Cette tendance-là de l’opinion n’entend pas oublier le comportement d’une Cour suprême soumise depuis toujours aux intérêts impérieux du colonialisme israélien, mais elle estime que son musèlement ouvrirait une période plus difficile encore. Beaucoup d’Israéliens craignent qu’Itamar Ben Gvir et les siens multiplient les provocations pour mener à une troisième intifada, qui ouvrirait la porte à leurs rêves d’annexion définitive des territoires occupés. De fait, certains milieux militaires israéliens se disent très inquiets. L’idée d’une « troisième intifada » fait son chemin dans l’opinion, avec débats sur les plateaux télévisés et les réseaux sociaux.
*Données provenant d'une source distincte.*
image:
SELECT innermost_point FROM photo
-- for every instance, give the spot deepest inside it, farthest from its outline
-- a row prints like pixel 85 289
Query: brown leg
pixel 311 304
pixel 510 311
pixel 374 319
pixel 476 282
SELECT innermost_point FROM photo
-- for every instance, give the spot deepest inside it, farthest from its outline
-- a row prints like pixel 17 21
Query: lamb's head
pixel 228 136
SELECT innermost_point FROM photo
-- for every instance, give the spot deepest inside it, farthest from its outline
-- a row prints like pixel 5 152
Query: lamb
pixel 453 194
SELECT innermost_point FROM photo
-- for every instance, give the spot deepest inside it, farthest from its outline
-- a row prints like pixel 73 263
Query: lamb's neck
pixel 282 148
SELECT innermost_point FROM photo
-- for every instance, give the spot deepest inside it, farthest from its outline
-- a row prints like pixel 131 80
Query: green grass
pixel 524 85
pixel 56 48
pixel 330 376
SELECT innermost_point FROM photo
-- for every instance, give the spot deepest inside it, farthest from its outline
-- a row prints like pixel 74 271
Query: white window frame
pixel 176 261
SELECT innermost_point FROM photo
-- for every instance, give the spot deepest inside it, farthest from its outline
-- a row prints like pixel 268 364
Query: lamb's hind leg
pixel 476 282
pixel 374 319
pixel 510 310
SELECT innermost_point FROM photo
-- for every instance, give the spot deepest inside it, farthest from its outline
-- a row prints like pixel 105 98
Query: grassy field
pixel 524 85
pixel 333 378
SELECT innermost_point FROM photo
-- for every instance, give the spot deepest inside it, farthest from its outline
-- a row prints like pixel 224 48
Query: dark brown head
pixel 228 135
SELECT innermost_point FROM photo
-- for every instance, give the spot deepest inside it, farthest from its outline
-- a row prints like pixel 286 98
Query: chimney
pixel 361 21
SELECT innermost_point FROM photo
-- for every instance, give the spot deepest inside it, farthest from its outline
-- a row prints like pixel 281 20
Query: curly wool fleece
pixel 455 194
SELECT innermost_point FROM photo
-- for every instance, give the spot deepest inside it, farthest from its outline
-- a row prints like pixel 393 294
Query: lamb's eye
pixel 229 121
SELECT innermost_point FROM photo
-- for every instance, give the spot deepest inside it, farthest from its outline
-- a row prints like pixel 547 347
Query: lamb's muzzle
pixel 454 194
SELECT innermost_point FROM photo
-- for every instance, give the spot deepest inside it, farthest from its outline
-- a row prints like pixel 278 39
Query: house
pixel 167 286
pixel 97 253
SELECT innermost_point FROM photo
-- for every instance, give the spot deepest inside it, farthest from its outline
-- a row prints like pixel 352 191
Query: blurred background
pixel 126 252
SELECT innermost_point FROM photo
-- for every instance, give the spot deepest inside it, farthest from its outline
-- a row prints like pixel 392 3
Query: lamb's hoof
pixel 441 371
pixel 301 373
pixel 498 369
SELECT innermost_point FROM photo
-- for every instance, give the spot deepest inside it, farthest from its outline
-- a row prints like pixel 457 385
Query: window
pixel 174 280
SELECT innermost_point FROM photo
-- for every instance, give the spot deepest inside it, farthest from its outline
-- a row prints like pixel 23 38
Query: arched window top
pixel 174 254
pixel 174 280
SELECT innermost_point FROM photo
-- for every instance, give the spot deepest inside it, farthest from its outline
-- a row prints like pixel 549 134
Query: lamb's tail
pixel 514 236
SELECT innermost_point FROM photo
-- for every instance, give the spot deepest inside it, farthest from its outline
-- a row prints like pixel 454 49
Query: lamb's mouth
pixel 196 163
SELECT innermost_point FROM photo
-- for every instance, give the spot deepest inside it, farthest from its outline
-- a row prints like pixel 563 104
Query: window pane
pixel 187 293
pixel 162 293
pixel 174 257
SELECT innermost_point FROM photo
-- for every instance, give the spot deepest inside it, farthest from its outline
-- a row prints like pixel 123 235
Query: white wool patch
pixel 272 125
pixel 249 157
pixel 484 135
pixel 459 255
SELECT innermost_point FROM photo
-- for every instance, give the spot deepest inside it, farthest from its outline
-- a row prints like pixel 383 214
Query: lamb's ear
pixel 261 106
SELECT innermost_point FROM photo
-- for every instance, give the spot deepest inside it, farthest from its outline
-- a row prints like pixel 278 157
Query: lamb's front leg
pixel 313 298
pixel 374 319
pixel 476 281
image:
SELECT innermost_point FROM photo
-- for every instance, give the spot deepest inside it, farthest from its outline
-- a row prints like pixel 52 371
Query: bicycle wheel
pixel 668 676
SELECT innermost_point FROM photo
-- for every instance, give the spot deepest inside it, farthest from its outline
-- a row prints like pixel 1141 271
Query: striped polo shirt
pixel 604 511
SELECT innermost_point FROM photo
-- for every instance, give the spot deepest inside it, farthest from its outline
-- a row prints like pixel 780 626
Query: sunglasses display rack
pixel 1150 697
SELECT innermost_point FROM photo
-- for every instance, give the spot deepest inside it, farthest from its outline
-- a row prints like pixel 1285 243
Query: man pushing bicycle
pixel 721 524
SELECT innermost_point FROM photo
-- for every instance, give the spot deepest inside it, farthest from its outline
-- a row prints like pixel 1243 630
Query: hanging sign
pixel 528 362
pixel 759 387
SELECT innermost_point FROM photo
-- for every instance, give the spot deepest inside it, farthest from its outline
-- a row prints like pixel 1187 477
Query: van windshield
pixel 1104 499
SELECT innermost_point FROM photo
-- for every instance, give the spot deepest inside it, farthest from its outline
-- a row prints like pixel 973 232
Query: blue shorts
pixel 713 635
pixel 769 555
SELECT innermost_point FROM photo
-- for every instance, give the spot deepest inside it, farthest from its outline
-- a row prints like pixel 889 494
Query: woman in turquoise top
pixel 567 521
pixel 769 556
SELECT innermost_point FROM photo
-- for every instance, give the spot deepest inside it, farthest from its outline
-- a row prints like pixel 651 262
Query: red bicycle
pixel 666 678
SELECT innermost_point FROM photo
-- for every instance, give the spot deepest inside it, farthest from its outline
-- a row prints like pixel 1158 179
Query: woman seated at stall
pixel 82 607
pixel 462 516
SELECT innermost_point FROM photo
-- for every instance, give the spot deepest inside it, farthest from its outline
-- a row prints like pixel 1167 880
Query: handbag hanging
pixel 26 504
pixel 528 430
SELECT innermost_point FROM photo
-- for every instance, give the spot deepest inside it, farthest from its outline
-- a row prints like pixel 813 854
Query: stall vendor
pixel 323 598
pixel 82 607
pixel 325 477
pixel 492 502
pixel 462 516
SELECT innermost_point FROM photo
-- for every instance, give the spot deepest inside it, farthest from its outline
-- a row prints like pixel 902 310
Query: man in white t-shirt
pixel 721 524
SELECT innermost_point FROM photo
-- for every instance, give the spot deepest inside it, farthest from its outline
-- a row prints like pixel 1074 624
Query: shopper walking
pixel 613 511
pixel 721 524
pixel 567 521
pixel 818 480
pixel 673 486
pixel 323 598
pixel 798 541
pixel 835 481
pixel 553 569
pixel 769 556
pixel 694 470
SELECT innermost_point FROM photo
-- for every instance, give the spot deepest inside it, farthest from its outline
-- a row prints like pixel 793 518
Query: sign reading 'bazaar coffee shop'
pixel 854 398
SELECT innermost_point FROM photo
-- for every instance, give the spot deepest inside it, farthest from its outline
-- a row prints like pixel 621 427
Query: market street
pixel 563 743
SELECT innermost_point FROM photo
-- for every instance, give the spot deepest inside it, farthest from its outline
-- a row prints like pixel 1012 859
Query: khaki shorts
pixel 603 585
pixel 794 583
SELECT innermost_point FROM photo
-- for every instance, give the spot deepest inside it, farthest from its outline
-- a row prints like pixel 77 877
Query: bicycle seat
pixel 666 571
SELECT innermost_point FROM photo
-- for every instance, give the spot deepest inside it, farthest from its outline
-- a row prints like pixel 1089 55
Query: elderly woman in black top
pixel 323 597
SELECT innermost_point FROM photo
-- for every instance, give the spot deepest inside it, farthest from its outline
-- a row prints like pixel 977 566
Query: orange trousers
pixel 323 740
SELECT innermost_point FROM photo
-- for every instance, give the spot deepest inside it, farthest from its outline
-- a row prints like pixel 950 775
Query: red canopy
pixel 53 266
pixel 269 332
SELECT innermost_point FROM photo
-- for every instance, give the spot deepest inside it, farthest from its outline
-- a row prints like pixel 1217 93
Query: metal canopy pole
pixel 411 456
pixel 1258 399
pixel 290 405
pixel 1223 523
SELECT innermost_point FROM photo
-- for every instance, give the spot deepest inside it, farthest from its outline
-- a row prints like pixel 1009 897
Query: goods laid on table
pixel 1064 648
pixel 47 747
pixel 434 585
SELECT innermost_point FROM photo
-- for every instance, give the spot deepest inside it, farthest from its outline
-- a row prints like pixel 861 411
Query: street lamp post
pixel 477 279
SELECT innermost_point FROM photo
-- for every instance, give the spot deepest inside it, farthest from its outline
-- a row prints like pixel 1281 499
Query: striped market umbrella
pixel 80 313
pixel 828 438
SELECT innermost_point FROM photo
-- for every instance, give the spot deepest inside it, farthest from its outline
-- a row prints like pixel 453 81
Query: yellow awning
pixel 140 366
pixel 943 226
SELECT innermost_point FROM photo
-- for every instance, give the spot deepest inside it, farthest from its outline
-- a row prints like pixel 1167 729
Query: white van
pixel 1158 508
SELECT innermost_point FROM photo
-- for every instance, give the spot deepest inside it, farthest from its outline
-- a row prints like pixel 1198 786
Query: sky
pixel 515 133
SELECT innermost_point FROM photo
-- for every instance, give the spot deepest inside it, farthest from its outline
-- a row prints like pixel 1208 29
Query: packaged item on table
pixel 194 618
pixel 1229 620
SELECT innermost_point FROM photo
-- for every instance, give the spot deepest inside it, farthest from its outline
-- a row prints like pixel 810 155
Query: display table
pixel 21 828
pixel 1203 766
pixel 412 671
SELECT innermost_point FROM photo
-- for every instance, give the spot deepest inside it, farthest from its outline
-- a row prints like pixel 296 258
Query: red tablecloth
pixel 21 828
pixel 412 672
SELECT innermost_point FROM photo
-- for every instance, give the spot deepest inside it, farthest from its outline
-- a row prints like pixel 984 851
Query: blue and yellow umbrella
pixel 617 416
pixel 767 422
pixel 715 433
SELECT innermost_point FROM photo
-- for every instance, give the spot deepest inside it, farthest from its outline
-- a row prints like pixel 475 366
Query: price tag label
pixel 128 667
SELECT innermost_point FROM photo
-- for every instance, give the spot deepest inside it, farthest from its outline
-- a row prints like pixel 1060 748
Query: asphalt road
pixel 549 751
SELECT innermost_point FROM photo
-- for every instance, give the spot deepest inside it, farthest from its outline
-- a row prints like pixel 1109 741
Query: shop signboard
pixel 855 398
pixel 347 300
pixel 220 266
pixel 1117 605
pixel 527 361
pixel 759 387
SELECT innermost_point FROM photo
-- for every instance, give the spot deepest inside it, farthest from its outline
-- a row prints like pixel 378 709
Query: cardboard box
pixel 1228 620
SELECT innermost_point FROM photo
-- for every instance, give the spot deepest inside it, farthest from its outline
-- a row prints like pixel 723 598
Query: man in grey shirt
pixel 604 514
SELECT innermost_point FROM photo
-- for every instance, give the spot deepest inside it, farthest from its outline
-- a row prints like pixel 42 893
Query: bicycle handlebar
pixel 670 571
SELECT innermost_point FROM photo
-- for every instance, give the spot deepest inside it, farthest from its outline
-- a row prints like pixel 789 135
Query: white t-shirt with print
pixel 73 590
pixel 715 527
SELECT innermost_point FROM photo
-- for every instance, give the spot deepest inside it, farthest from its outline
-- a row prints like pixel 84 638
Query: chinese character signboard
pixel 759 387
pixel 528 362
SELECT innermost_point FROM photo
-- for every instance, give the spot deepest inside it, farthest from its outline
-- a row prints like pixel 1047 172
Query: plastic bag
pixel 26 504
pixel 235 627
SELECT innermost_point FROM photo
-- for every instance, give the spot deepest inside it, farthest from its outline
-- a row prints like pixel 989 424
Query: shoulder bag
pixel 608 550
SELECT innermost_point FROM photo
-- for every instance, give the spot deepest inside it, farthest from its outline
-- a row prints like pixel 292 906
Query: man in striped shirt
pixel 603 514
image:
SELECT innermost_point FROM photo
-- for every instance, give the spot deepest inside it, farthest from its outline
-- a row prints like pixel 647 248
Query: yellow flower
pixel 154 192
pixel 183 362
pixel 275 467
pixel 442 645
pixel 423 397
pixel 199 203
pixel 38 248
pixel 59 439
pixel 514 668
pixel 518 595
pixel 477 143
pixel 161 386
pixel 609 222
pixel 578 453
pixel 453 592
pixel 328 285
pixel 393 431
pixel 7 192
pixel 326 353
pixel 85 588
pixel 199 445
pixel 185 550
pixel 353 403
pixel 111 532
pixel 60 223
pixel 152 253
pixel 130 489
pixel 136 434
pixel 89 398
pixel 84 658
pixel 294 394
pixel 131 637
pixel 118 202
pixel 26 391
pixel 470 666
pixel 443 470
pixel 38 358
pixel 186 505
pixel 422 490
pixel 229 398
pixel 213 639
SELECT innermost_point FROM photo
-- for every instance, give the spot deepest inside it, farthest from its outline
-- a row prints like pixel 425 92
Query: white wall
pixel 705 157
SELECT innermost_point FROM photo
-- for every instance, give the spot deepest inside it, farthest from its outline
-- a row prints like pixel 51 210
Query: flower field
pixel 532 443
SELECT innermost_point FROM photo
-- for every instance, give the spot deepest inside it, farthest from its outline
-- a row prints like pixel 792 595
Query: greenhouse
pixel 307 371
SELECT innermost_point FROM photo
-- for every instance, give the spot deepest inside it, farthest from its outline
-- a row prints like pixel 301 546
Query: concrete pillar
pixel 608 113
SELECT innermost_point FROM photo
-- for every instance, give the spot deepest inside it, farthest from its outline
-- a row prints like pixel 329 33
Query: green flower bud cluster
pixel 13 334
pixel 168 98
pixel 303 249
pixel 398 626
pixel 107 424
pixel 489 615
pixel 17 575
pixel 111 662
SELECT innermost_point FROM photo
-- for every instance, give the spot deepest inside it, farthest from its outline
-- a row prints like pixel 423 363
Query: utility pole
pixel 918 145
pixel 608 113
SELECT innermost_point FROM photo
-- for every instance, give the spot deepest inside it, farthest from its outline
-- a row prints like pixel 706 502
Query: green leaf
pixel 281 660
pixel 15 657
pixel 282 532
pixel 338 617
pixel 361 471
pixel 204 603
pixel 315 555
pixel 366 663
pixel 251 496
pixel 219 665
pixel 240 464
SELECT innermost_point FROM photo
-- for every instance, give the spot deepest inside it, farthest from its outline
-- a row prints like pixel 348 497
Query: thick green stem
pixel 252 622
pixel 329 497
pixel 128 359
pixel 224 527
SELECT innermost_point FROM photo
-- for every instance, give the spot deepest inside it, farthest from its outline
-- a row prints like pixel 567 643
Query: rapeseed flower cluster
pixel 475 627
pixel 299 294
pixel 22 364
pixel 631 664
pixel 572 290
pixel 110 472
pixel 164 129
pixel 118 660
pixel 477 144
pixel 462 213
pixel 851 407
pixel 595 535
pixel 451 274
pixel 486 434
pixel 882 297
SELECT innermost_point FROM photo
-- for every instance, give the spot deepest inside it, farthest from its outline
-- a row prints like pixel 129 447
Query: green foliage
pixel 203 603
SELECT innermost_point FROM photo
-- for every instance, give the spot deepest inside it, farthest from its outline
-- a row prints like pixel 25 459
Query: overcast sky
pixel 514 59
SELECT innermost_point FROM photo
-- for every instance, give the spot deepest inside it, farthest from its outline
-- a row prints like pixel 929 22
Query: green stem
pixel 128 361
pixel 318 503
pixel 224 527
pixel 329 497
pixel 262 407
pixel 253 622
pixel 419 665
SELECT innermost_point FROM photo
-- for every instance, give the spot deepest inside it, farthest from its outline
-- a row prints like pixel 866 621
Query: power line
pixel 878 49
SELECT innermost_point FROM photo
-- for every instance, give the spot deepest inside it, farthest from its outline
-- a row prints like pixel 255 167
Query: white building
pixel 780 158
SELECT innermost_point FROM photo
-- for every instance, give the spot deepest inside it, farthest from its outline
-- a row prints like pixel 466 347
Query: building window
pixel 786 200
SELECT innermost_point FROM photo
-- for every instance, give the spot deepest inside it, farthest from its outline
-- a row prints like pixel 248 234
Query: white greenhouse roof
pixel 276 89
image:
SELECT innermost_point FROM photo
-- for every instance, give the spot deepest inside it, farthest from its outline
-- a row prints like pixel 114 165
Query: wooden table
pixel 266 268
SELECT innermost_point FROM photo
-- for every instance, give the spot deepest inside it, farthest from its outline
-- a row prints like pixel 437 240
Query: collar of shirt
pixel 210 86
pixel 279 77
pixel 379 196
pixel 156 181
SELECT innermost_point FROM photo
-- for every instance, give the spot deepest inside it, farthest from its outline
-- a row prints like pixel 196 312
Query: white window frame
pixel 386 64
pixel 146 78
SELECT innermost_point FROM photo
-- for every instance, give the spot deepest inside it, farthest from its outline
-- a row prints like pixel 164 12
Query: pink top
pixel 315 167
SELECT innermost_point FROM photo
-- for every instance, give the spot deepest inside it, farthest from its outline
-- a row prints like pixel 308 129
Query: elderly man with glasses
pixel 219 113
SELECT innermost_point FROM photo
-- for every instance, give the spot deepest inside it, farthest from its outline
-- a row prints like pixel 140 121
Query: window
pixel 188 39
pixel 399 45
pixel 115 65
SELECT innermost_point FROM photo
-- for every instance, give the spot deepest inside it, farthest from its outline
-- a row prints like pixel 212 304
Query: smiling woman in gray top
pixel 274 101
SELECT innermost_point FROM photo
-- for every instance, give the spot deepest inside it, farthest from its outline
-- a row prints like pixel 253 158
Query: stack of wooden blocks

Aux États-Unis, la revue Foreign Affairs s’alarme6 et le directeur de la CIA a lui-même évoqué cette idée7. Si une explosion de violence advenait, nul doute que Ben Gvir serait au premier rang de la bataille pour la transformer en occasion d’« en finir une fois pour toutes » avec la présence palestinienne sur la « terre d’Israël », une idée devenue l’espoir d’un très grand nombre de juifs dans ce pays.

D’ailleurs, le ministre de la sécurité nationale a commencé de multiplier les provocations. La première fut sa venue sur l’esplanade des Mosquées, trois jours après sa désignation comme ministre. Il entend désormais aggraver radicalement les conditions d’incarcération des prisonniers palestiniens dans les prisons israéliennes, qu’il a assimilées à une vie « à l’hôtel ». Une insulte méprisable. Mais surtout, il sait que le thème des prisonniers, incarcérés pour leurs actes ou leurs opinions et considérés comme des héros de la résistance — ils sont actuellement 4 500, dont 530 « détenus administratifs » — a de tout temps constitué un facteur de mobilisation important dans la société palestinienne, où quasiment chaque famille a vu, au fil des décennies, un ou plusieurs de ses membres être embastillés.

La situation actuelle, juge la correspondante de Haaretz dans les territoires occupés Amira Hass, est devenue dangereuse pour de nombreux juifs, mais elle le reste beaucoup plus encore pour les Palestiniens. « Pour qu’une nouvelle expulsion massive leur arrive, pour les repousser hors des frontières du Grand Israël, il faut créer un chaos politico-militaire. Il faut une guerre pour qu’une nouvelle Nakba puisse être mise en œuvre. (…) Mais si une telle expulsion massive semble être une fiction, rappelons-nous que jusque récemment un coup de force législatif contre la démocratie nous semblait ressortir de l’illusion », écrit-elle. Et elle conclut : « Ceci n’est pas une prophétie. C’est une alarme, un cri de SOS »8. Lors d’un colloque au Sénat, le 3 février 2023 réunissant aussi des Palestiniens et des Israéliens, l’ex-ambassadeur palestinien à l’Unesco Elias Sanbar tenait exactement les mêmes propos. Membre fondateur de l’ONG Breaking the Silence, Yehuda Shaul précise : « Pour que le pire advienne, il faudrait un alignement de planètes. Nous en restons loin. Mais la voie qui y mène est pavée. »

1Hagaï El-Ad, « HaReshout HaShoteket » (« l’institution silencieuse »), paru sur le journal en ligne Si’ha Mekomit (appel local), 19 janvier 2023. Article paru en partie en français dans Médiapart, 31 janvier 2023.

2Ibidem.

3Zvi Bar’el, « Not just about Netanyahu : Judicial overhaul will destroy Palestinian rights”, Haaretz, 25 janvier 2023.

4Refaella Goichman, Nati Tucker, « Netanyahu’s Plan to Kill Israel’s Media Enters Its Next Phase », Haaretz, 24 janvier 2023.

5Bar’el, op.cit.

6Daniel Byman, « The Third Intifada ? », Foreign Affairs, 7 février 2003.

8Amira Hass, « Over Decades, Democracy for Israeli has been a military junta for Palestinians », Haaretz, 6 février 2022.